# Main Guitar



## ArtDecade (Feb 25, 2010)

... now I know that this is sevenstring.org and that the focus is on sevens and extended range instruments, but do you think you could add "your main six" to the profile? I don't actually play a seven, but this is the best all around music forum and I can't see myself going anywhere else.  I just think it'd be nice to see what the other 6 string slingers (like myself) are playing in the side panel.

Thanks for your consideration.


----------



## HighGain510 (Feb 25, 2010)

ArtDecade said:


> ... now I know that this is sevenstring.org and that the focus is on sevens and extended range instruments, but do you think you could add "your main six" to the profile? I don't actually play a seven, but this is the best all around music forum and I can't see myself going anywhere else.  I just think it'd be nice to see what the other 6 string slingers (like myself) are playing in the side panel.
> 
> Thanks for your consideration.



A) That won't ever happen, as that would require the admin to code it and I don't think Alex would do that as it's not really something worth spending the time to do on here

and

B) If you really want to see what other guitars people are playing you can, you just need to click on their name, click view public profile, click the "about me" tab and scroll down to gear details.

The site is a haven MAINLY for 7-string guitarists (note the domain name ) so the MAIN focus is on 7-string guitars. They added the main ERG as this place brought the crowd from the ERG forum over here as well. Sure, not everyone plays a 7 here but since the vast majority do and that's the main focus of the site I don't really see the need personally to have it listed in two places when you can view someone's profile to view their 6'ers if you really want to.


----------



## ArtDecade (Feb 25, 2010)

Thanks, mate. 

A) I didn't know how much it would take to add Main Guitar underneath Main ERG, but I gather its more work than I thought. 

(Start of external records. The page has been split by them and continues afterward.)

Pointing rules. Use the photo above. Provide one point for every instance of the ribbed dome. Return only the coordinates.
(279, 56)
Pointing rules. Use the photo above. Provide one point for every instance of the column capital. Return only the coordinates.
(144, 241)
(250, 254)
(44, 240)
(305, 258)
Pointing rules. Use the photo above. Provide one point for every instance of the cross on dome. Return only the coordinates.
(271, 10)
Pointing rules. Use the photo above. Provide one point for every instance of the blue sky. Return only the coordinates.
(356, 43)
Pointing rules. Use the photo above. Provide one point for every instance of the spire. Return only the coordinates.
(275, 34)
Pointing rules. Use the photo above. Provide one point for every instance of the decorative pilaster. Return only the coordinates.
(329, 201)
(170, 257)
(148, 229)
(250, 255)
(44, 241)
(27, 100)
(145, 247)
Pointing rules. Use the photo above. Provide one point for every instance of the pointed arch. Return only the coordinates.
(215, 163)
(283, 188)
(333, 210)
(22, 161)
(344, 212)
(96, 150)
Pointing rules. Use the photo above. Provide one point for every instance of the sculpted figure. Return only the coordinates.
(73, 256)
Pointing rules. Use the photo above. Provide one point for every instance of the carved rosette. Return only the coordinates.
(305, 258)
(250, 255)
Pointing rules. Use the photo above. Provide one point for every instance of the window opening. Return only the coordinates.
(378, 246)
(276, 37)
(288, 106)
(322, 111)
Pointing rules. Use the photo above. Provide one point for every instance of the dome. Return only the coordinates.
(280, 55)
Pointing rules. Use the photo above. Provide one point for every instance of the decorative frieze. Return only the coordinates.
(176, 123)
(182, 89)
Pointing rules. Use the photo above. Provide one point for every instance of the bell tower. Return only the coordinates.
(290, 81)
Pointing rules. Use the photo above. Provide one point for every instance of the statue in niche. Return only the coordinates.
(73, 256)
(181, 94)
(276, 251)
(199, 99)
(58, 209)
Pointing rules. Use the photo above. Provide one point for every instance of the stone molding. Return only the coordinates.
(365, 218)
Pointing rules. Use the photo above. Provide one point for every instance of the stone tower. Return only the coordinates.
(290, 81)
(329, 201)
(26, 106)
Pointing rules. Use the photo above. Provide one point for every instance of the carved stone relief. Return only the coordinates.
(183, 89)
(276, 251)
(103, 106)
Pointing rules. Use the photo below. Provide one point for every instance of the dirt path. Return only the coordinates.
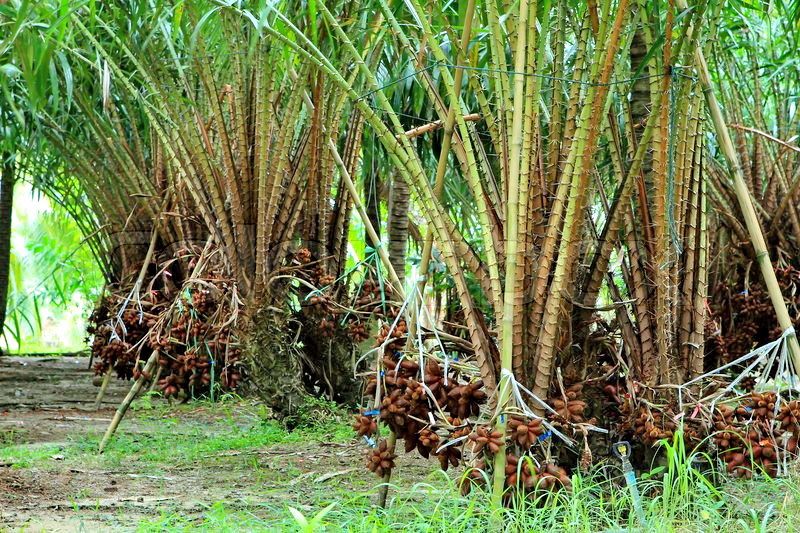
(169, 466)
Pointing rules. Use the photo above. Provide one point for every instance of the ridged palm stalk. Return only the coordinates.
(549, 115)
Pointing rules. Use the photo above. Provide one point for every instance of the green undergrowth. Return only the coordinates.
(596, 504)
(237, 447)
(156, 434)
(678, 496)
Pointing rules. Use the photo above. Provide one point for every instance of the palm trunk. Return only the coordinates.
(6, 205)
(397, 225)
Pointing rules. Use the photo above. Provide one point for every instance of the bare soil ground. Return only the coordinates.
(165, 460)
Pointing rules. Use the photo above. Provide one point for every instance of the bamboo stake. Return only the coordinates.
(123, 407)
(103, 387)
(745, 202)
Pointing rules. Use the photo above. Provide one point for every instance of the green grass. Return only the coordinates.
(166, 435)
(596, 505)
(676, 497)
(224, 444)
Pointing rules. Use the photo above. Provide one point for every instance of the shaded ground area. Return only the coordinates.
(167, 465)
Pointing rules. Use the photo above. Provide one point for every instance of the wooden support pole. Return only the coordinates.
(103, 387)
(123, 407)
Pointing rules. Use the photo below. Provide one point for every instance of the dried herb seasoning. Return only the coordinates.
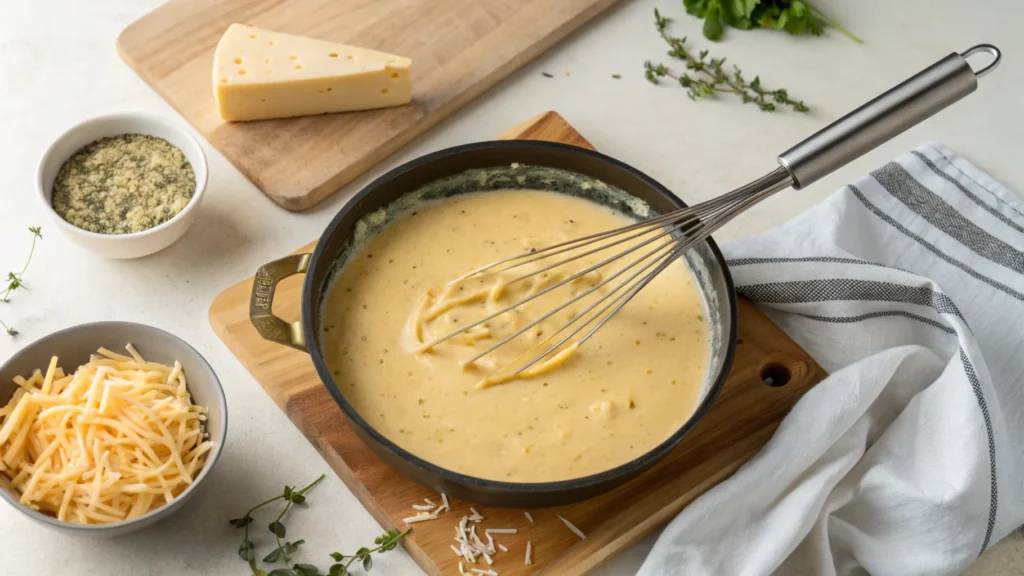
(124, 184)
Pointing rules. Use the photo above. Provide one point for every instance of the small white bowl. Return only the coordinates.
(123, 245)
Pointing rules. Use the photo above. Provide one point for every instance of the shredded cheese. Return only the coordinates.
(112, 442)
(572, 527)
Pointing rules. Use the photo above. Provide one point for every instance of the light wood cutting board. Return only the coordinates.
(740, 421)
(459, 48)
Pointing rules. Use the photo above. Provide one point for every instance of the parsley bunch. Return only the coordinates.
(795, 16)
(15, 279)
(709, 76)
(284, 550)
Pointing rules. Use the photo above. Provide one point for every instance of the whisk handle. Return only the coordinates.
(885, 117)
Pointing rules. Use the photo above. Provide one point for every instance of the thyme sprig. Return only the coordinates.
(708, 76)
(15, 280)
(247, 550)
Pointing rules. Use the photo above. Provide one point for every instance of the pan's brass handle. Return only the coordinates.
(261, 301)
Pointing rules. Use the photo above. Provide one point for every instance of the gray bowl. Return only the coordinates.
(73, 346)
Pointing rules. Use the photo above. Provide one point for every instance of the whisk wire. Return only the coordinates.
(685, 229)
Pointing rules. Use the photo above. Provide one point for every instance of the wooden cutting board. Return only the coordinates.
(459, 48)
(740, 421)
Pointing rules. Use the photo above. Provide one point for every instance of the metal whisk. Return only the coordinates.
(657, 242)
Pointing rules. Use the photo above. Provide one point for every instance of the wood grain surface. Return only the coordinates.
(740, 421)
(459, 48)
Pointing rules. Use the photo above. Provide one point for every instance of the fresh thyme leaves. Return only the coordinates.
(710, 77)
(15, 279)
(247, 550)
(795, 16)
(385, 542)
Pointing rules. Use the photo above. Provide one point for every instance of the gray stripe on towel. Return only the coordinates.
(939, 213)
(931, 247)
(984, 205)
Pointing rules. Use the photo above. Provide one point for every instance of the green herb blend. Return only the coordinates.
(123, 184)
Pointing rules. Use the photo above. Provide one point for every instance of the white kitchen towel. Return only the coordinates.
(908, 288)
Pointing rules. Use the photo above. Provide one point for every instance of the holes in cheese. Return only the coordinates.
(112, 442)
(365, 79)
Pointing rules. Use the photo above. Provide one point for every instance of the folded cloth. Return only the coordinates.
(908, 288)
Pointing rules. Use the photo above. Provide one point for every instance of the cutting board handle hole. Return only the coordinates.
(775, 374)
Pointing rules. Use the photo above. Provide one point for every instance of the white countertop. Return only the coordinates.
(58, 66)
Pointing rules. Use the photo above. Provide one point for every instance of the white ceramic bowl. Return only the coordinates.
(73, 346)
(123, 245)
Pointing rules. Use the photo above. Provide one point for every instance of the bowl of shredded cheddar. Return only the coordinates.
(107, 427)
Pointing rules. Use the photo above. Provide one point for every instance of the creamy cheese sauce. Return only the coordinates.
(620, 395)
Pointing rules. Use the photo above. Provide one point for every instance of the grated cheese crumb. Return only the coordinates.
(422, 517)
(572, 527)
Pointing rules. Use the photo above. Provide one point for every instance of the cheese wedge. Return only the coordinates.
(258, 74)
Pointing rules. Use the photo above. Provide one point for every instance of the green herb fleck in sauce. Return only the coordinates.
(124, 184)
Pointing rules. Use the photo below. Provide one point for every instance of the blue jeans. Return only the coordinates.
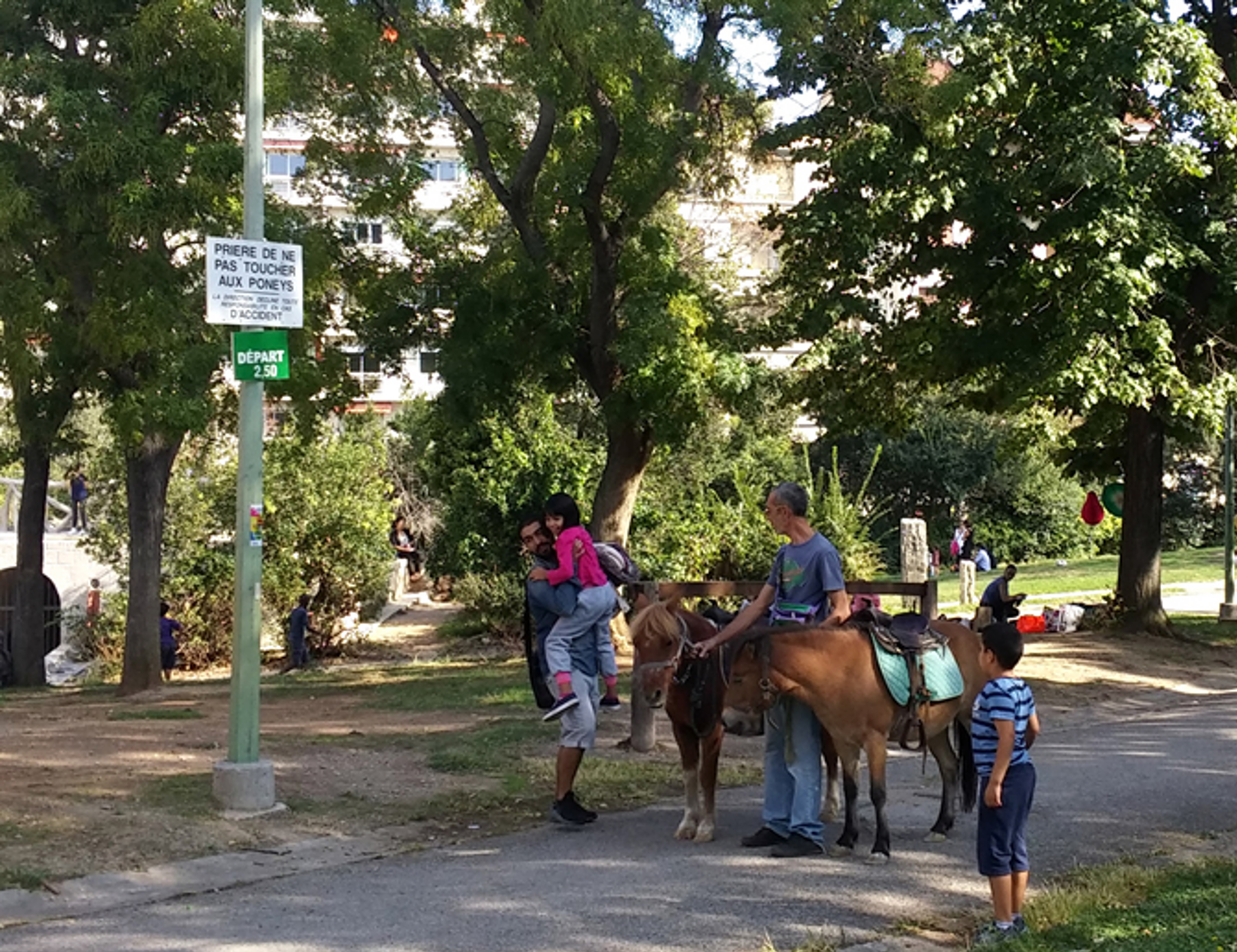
(594, 609)
(792, 772)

B) I know, I know, I know... Just being lazy


----------



## HighGain510 (Feb 25, 2010)

No worries dude, like I said it's more work than would probably get done so while it would be nice I don't see it happening...


----------



## Merlin_602 (Feb 25, 2010)

It is? I thought vBulletin was completely modular so you could just add a little snippet of php


----------



## technomancer (Mar 4, 2010)

Merlin_602 said:


> It is? I thought vBulletin was completely modular so you could just add a little snippet of php



You're new here, so let me explain it... the site owner does as little as humanly possible for this place, so if his interaction is required at all it's not going to happen.


----------



## Cheesebuiscut (Mar 5, 2010)

People could always just list their 6 string under the 7 string spot.


----------



## Chris (Mar 7, 2010)

Putting the custom fields in the left side literally takes all of 30 seconds. :\


----------



## CrushingAnvil (Apr 3, 2010)

technomancer said:


> You're new here, so let me explain it... the site owner does as little as humanly possible for this place, so if his interaction is required at all it's not going to happen.



 The beauty of this post is, Alex probably wont see it, and that's saying something since this is in 'Site News & Support'


----------